Bitch. Ph.D.: Spoiled students, part 3; or, what kind of student was I?

Dr. B writes about her childhood education, and then reflects:

This is one reason I want to get pseudonymous kid the hell away from whitebread smalltownia: his mom is a college professor, he's not going to have to worry about academics. What is going to be hard for him if we don't get out of here is to expand his brain beyond middle-class suburbanism. But the point isn't, 'god I hate the suburbs' (though I do): the point, educationally speaking, is that in some ways one of the things I took away from my elementary ed. was that, in the name of protecting their kids, middle-class parents seriously limit their childrens' education. The education I got was far superior to the education the honors kids--or the white flight kids whose parents moved to a different school district--received. What those kids learned, I got from books and at home. What I learned, they couldn't learn from books, or at home in their safe suburban families. Maybe some of them learned a bit of it later; I hope so. The problem, of course, is that when those kids don't learn those things, they grow up to weild power and miseducate their own children and continue to shit on the children of the underclasses. I don't want my kid to grow up to think like that, nor do I want him to grow up with the equally horrible (maybe in some ways even worse) sense of safe middle-class liberalism that the honors kids whose parents kept them in public school had, a liberalism that operates without a real understanding of the issues at hand and is still, underneath, scared and scornful of the people it tries to 'help' without in any way actually thinking about the power structure.

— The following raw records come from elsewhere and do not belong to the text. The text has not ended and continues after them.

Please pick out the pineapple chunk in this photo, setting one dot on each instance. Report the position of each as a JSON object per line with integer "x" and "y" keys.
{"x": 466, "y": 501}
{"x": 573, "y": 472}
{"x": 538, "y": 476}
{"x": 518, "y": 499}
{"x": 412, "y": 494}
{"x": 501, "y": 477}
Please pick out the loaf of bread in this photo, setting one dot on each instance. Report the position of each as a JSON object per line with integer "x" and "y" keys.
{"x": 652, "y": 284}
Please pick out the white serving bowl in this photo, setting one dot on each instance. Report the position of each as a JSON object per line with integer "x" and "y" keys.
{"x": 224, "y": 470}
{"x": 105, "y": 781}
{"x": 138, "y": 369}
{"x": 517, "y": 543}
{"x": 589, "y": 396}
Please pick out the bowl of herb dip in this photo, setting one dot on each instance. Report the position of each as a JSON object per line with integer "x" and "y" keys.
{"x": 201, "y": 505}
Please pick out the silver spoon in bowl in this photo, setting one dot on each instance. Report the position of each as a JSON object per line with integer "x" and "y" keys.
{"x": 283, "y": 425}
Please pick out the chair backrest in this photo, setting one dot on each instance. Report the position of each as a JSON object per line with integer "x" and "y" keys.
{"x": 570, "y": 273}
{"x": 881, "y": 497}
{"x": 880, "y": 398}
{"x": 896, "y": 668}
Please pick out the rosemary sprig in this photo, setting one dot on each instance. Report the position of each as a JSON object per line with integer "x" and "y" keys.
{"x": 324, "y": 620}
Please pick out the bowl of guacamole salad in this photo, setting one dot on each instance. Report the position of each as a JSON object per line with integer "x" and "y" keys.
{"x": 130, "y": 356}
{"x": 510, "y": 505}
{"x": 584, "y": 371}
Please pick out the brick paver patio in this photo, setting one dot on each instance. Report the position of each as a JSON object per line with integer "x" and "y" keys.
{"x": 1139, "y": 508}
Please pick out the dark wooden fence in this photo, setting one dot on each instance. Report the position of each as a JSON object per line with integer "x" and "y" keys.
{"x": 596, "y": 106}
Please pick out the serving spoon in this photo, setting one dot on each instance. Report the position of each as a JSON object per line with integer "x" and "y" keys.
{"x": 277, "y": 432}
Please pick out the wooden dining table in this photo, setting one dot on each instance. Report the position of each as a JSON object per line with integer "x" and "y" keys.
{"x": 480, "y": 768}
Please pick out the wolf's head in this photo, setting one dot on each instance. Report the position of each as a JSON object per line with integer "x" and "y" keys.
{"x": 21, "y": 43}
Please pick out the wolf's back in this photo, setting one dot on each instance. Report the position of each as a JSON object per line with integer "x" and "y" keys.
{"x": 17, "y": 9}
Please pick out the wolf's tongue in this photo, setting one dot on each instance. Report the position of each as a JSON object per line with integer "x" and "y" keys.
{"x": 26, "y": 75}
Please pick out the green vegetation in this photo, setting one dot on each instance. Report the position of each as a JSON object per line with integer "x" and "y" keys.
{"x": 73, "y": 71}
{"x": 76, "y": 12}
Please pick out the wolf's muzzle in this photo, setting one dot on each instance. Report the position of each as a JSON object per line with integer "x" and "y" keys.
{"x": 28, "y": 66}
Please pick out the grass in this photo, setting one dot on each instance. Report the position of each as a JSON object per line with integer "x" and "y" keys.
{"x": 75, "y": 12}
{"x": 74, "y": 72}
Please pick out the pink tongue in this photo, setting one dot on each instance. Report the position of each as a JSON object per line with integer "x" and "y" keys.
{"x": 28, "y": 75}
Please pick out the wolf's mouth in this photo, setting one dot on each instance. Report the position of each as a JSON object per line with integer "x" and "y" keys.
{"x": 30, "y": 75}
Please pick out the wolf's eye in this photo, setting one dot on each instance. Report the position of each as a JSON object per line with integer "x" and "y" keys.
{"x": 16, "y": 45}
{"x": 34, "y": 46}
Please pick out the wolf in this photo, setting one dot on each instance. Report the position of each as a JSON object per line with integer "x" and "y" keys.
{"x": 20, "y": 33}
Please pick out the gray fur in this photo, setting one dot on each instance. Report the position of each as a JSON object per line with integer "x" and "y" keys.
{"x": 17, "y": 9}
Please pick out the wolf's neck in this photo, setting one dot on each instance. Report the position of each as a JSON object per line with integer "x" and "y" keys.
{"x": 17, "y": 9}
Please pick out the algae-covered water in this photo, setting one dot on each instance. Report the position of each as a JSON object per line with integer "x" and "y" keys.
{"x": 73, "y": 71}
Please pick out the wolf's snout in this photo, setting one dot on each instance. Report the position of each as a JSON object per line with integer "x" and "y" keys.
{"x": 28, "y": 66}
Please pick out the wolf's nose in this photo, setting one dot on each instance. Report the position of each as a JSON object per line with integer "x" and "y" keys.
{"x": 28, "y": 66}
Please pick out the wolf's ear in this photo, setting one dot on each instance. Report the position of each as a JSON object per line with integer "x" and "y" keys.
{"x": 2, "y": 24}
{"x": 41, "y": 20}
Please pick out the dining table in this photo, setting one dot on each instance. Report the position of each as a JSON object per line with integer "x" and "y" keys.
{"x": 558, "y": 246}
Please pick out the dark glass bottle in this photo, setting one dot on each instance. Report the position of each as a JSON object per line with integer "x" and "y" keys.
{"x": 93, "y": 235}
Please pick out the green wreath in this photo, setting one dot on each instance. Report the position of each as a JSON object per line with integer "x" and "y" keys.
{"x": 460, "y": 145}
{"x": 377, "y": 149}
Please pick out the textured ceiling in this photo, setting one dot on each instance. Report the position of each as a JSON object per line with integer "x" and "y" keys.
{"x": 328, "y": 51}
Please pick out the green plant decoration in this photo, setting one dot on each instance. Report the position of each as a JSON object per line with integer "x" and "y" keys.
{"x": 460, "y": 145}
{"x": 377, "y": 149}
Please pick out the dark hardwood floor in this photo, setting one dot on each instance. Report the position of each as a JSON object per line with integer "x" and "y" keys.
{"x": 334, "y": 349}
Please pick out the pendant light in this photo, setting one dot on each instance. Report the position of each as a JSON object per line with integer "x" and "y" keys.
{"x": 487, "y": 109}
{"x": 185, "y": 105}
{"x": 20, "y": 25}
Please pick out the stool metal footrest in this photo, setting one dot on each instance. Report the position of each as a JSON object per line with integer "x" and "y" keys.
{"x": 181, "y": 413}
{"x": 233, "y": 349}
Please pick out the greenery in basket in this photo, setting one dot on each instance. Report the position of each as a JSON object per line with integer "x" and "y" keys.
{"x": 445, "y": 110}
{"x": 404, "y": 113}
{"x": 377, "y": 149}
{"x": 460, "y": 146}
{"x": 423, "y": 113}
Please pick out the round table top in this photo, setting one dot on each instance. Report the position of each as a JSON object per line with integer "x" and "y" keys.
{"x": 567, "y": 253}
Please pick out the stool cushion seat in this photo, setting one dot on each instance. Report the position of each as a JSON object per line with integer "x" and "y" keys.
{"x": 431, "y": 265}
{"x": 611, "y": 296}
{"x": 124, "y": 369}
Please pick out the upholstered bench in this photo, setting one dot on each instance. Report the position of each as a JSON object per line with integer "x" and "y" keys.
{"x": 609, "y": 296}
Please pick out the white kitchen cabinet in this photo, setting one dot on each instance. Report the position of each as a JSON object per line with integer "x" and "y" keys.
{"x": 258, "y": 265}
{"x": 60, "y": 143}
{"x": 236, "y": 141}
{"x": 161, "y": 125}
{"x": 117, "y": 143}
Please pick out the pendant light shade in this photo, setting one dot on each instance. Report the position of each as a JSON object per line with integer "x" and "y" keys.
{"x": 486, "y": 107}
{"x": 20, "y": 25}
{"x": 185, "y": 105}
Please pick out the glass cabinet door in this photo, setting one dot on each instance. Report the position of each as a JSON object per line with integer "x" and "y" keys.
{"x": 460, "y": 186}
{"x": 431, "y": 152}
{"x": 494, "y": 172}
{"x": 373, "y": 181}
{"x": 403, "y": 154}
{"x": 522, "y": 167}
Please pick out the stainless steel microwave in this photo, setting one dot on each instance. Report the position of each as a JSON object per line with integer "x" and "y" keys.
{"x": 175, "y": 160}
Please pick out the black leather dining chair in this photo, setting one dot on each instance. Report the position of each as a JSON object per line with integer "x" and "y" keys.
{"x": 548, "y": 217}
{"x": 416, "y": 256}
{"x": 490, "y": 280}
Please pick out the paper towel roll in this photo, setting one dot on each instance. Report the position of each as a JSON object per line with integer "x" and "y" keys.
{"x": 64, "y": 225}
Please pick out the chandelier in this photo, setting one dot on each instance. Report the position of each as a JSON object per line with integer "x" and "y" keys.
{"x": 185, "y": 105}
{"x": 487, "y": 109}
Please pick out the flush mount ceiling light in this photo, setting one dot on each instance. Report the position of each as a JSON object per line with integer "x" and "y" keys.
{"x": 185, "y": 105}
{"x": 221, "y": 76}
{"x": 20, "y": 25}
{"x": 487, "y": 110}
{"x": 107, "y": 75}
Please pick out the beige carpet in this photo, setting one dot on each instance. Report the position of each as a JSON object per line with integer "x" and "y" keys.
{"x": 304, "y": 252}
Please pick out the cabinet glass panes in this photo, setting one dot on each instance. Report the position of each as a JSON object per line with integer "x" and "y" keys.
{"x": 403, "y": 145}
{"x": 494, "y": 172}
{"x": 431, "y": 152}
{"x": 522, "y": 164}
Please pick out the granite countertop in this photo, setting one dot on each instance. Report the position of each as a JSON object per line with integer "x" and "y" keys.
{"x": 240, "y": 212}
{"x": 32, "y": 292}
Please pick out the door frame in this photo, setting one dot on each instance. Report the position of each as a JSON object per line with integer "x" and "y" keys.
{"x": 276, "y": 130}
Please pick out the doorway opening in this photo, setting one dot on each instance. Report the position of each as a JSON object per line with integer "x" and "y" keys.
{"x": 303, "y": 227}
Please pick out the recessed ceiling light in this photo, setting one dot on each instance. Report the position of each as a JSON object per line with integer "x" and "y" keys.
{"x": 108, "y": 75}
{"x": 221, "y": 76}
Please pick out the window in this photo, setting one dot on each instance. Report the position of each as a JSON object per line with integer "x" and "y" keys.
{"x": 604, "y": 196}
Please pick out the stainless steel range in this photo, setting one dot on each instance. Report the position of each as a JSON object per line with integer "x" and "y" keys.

I have one small, impersonal comment on this, and then I'll go into a larger, more personal one.

The small comment is that the last sentence reminds me of Nietzsche's critique of a sort of patronizing liberalism and Christian charity. Nietzsche argued that these attitudes towards the 'lower' classes stemmed from a feeling he called ressentiment: anger, jealousy, and resentment.

The larger comment is that, particularly in Bush's America, the ideology of the suburbs is just as much condescending conservatism as condescending liberalism. This is actually the ideology I was surrounded by growing up in rural Northern California: throughout the community, almost nothing but contempt is shown for the small non-white population of the county, for gay people, for liberals and 'socialists', and for 'flatlanders', a term which describes the tourists who come up to the mountains from San Francisco and the Central Valley (and whose wallets bring in the cash which keeps the economy afloat there, I might add). The local paper, 'The oldest continuously published paper west of the Mississippi', publishes syndicated neo-con Charles Krauthammer's calls to invade Iran and Syria and letters to the editor which forecast the doom which will befall our bastion of decent living if, say, the 'communist-socialist plot' to put carpool lanes on a busy stretch of the major highway is implemented, or Wal*Mart isn't given the tax breaks and exemptions from road development requirements it 'needs'.

I think the only reason I didn't turn out a raging movement conservative Christian like so many of the people I went to high school with was my parents. While I'm far to the left of both of them today, they -- and especially my mom -- offered a moderate-liberal counterbalance to all the bigotry and lower-middle-class sneering that surrounded me. The church we attended until I was in junior high is by far the most liberal in the county.

If I had to choose between the condescending liberal East Bay suburb where my dad lives and the condescending conservative community where my mom lives and I grew up, I really don't know which way I would go. I don't think I could stand the people in either place.